Dan yang lebih buruk, dia tahu siapa yang mungkin ada di balik semua ini.
Selene.
“Rion…” Luna mulai panik, suaranya gemetar. “Aku—aku nggak bisa lagi…”
Dia menutup wajahnya dengan kedua tangan.
Air mata jatuh begitu saja, bukan hanya karena takut, tapi karena kenyataan bahwa mimpi kecil mereka untuk hidup tenang kini hancur lagi tepat di depan mata.
Orion bangkit cepat dari kursi, menahan rasa nyeri di kaki kirinya. Dia mendekati Luna, lalu duduk di depannya, memegang bahunya dengan hati-hati.
“Lihat aku,” katanya pelan.
Tapi Luna tidak berani mengangkat wajah.
“Luna…” suaranya lebih lembut. “Kita nggak salah. Dengar aku,kita nggak salah.”
“Tapi dunia nggak peduli!” bentak Luna akhirnya, suaranya pecah di ujung tangis.
“Mereka cuma butuh berita, dan aku..aku cuma bahan gosip lagi, Rion!”
Orion tidak membalas. Dia hanya menarik Luna ke dalam pelukannya, memeluknya erat.
Dadanya terasa sesak saat mendengar isak gadis itu di bahunya. Tapi di antara kekacauan itu, tekad di matanya perlahan mengeras.
“Kali ini,” katanya pelan, “aku nggak akan biarkan mereka ngambil apa pun dari kamu lagi.”
⸻
Beberapa jam kemudian, telepon Damian berdering di tengah pertemuan dokter di Jakarta.
Begitu melihat nama Luna di layar, dia langsung keluar dari ruangan.
“Luna? Ada apa?”
Suara Luna di seberang sana parau. “Kak Dami, mereka… mereka nyebarin foto kami.”
Damian membeku. “Foto apa maksudmu?”
“Foto aku sama Rion. Di rumah. Semuanya, Kak…”
Damian menatap kosong ke depan.
Di pikirannya, satu nama langsung muncul,Selene.
“Dengar aku, Luna,” katanya pelan tapi tegas. “Kamu jangan ke mana-mana dulu. Aku akan cari tahu siapa yang di balik ini.”
“Aku takut, Kak,” suara Luna nyaris bergetar.

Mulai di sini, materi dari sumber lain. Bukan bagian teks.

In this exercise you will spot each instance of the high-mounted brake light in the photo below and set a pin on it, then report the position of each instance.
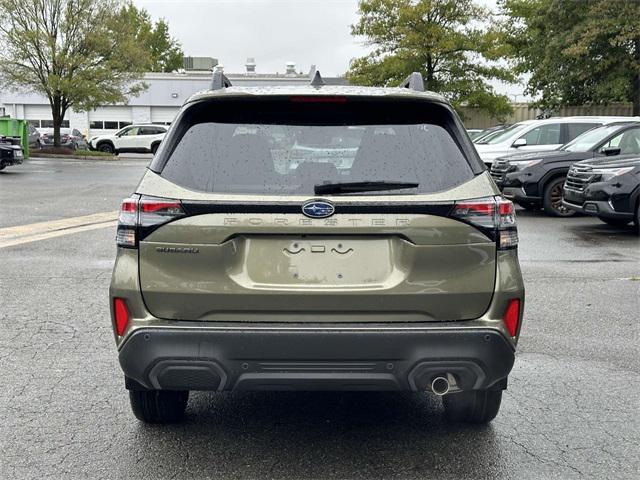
(121, 315)
(139, 216)
(495, 216)
(318, 99)
(511, 317)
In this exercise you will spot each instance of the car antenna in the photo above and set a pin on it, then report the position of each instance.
(414, 82)
(219, 79)
(317, 80)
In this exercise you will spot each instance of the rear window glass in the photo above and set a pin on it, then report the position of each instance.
(289, 148)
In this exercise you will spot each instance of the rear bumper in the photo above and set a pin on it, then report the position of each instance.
(197, 357)
(599, 208)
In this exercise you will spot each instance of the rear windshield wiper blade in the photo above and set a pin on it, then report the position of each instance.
(370, 186)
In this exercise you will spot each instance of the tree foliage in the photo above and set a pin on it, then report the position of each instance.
(448, 41)
(576, 51)
(77, 53)
(165, 52)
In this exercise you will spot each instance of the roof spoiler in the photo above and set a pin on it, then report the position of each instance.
(219, 79)
(317, 80)
(414, 82)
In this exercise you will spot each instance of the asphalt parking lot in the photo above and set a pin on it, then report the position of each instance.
(571, 410)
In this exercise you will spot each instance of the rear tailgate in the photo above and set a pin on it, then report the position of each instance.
(286, 267)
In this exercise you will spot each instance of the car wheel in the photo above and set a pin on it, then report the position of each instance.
(475, 406)
(552, 200)
(158, 406)
(615, 222)
(106, 148)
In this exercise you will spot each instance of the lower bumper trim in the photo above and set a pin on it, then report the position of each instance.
(374, 360)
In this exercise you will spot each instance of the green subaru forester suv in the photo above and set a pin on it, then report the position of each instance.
(316, 238)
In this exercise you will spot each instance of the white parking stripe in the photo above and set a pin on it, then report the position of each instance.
(33, 232)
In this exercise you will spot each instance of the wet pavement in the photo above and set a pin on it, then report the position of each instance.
(571, 410)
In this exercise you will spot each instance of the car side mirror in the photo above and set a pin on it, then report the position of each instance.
(611, 151)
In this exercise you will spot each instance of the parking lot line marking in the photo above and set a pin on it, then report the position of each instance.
(33, 232)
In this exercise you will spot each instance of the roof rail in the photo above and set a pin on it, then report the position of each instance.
(414, 82)
(317, 80)
(219, 79)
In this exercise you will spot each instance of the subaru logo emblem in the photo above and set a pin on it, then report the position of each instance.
(318, 209)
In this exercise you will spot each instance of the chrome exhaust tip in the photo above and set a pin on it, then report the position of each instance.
(440, 386)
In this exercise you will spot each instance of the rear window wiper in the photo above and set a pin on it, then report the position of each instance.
(369, 186)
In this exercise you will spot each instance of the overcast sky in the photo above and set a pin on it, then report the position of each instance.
(272, 31)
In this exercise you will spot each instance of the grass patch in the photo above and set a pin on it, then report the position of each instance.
(92, 153)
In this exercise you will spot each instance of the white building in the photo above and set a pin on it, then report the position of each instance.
(158, 104)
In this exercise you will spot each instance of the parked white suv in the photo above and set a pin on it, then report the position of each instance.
(131, 139)
(536, 135)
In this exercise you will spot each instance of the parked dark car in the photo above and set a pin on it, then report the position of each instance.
(69, 138)
(10, 151)
(608, 188)
(34, 137)
(535, 179)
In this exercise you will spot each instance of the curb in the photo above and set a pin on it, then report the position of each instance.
(99, 158)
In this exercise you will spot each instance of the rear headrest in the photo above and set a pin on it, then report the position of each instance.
(378, 150)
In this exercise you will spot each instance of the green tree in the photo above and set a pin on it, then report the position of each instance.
(448, 41)
(165, 52)
(78, 53)
(576, 51)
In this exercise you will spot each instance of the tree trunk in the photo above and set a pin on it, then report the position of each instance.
(636, 80)
(636, 95)
(58, 117)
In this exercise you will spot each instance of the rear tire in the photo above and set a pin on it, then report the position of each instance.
(475, 406)
(106, 148)
(158, 406)
(614, 222)
(552, 199)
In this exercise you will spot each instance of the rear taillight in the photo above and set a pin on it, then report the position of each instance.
(494, 216)
(121, 314)
(512, 317)
(139, 216)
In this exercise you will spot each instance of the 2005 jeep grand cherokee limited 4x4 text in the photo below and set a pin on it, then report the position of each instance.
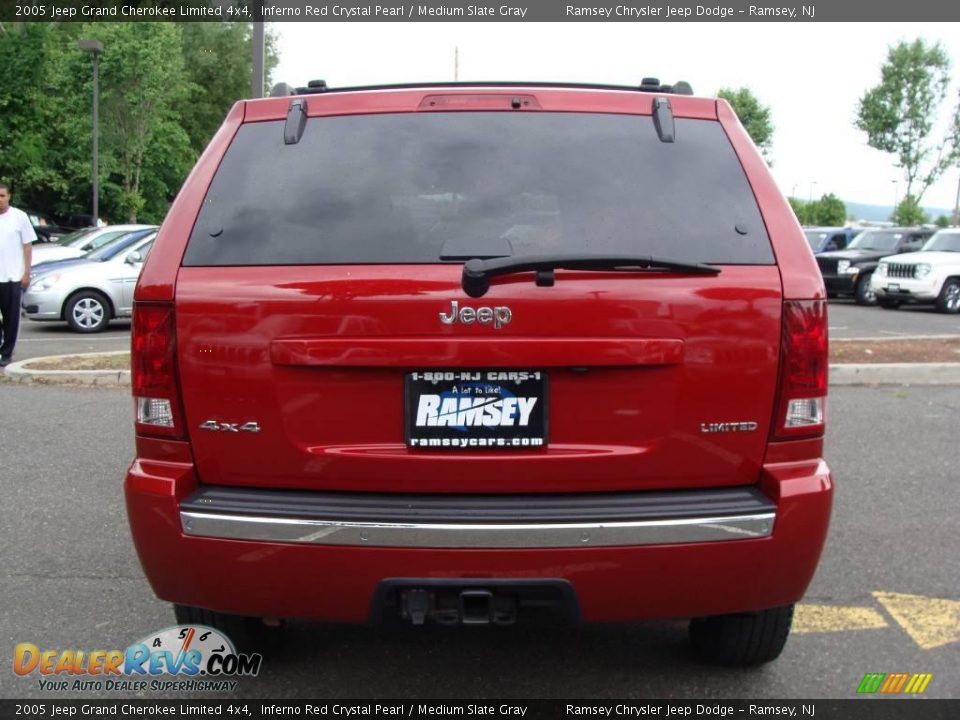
(455, 354)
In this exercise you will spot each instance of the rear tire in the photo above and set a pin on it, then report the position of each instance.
(743, 639)
(864, 294)
(949, 299)
(88, 312)
(248, 634)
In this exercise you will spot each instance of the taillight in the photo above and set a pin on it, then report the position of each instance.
(153, 373)
(802, 395)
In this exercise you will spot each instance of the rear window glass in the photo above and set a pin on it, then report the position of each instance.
(412, 187)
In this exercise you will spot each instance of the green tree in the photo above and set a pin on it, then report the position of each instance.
(801, 209)
(909, 212)
(145, 153)
(754, 116)
(217, 60)
(28, 111)
(898, 115)
(829, 210)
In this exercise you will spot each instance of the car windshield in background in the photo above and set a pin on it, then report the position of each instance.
(412, 187)
(875, 240)
(116, 246)
(815, 238)
(74, 237)
(944, 242)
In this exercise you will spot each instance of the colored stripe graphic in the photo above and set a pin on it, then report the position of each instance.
(894, 683)
(871, 682)
(918, 683)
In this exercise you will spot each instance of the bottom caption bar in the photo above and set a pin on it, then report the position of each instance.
(822, 709)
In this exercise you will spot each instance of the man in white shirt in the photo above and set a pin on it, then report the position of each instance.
(16, 236)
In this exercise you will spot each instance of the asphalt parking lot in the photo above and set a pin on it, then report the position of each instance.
(847, 320)
(885, 598)
(886, 588)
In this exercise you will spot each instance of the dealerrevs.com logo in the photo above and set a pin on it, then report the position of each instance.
(179, 658)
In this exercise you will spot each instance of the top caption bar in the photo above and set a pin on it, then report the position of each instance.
(434, 11)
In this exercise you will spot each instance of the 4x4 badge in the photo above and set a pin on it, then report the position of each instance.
(230, 427)
(500, 315)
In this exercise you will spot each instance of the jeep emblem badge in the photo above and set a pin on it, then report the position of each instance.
(498, 316)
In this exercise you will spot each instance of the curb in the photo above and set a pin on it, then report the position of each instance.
(19, 372)
(895, 374)
(840, 374)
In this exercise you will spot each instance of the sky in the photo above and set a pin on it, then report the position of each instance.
(811, 75)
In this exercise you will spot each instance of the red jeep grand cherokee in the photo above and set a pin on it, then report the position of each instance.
(457, 353)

"Gak usah takut, kakak pasti akan bantu kamu ya. Sekarang kamu gak sendiri lagi."
Damian terdiam sejenak, lalu menarik napas panjang.
“Apa Orion masih disana?"
"Iya.."
"Bisa berikan teleponnya pada Orion?"
Luna memberikan ponselnya pada Orion.
"Ini, kak Dami mau bicara."
"Halo.."
"Rion,aku tahu keadaan disana sedang tidak baik. Tapi, bisa untuk sementara waktu jaga Luna, untuk terapimu, aku akan minta perawat disana membantu sementara. Jangan biarkan dia keluar dari rumah."
"Aku mengerti." jawab Orion singkat, padat.

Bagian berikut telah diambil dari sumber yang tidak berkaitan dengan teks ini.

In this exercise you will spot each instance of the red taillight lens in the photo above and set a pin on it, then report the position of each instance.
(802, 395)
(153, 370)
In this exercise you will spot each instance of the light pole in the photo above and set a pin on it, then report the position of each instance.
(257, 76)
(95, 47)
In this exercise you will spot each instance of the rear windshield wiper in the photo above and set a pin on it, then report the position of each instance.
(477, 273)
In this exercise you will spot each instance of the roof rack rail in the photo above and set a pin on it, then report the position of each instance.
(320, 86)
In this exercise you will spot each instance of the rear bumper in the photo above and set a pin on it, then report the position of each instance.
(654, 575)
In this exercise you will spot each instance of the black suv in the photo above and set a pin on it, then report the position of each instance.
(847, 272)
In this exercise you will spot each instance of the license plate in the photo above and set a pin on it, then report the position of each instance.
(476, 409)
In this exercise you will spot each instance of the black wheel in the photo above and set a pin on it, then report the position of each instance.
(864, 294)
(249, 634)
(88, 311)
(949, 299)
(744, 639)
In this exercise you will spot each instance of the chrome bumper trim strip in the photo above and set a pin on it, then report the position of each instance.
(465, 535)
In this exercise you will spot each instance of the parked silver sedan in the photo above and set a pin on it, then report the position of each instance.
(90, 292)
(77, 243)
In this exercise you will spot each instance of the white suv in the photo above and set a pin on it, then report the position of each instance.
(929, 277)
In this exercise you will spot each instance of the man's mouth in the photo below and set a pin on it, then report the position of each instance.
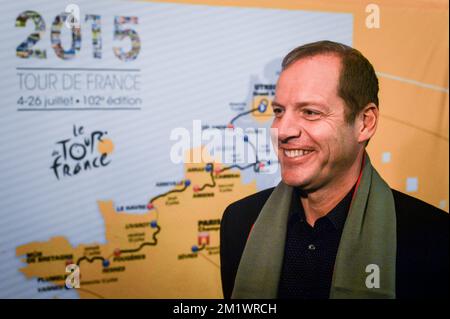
(296, 153)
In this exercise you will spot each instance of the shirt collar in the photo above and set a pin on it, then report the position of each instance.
(336, 216)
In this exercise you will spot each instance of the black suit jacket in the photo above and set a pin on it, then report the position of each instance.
(422, 267)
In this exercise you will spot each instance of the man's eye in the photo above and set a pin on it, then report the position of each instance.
(311, 114)
(277, 111)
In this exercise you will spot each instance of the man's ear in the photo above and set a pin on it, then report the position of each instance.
(367, 122)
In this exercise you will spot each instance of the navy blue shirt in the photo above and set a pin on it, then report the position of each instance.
(310, 252)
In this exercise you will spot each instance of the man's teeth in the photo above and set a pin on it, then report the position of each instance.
(296, 153)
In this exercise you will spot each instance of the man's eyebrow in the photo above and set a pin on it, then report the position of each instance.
(275, 103)
(299, 104)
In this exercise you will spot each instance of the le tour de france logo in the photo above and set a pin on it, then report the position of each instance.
(83, 151)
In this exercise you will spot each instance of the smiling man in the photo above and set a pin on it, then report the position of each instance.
(332, 228)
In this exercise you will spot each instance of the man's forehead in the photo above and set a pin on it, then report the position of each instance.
(312, 76)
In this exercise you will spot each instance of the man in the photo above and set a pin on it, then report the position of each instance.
(332, 228)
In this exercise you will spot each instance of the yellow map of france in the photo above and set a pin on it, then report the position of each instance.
(171, 250)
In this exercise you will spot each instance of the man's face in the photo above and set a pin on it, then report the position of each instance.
(316, 145)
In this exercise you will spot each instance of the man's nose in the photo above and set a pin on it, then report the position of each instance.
(287, 127)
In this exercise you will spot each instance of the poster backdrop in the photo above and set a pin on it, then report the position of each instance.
(108, 174)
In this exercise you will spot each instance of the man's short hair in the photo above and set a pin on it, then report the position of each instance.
(358, 83)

Setelah sambungan ditutup, Damian langsung menghubungi seseorang.
“Rafa, tolong cari tahu siapa yang pertama kali nyebarin artikel soal Luna Carter dan Orion Delvano. Aku mau tahu nama medianya, redakturnya, dan siapa yang kirim foto itu.”
“Siap, Dok.”
Damian menatap layar ponselnya lama. Matanya dingin, bukan karena marah tapi karena kecewa.
Semuanya mulai jelas sekarang. Selene sudah bergerak terlalu jauh.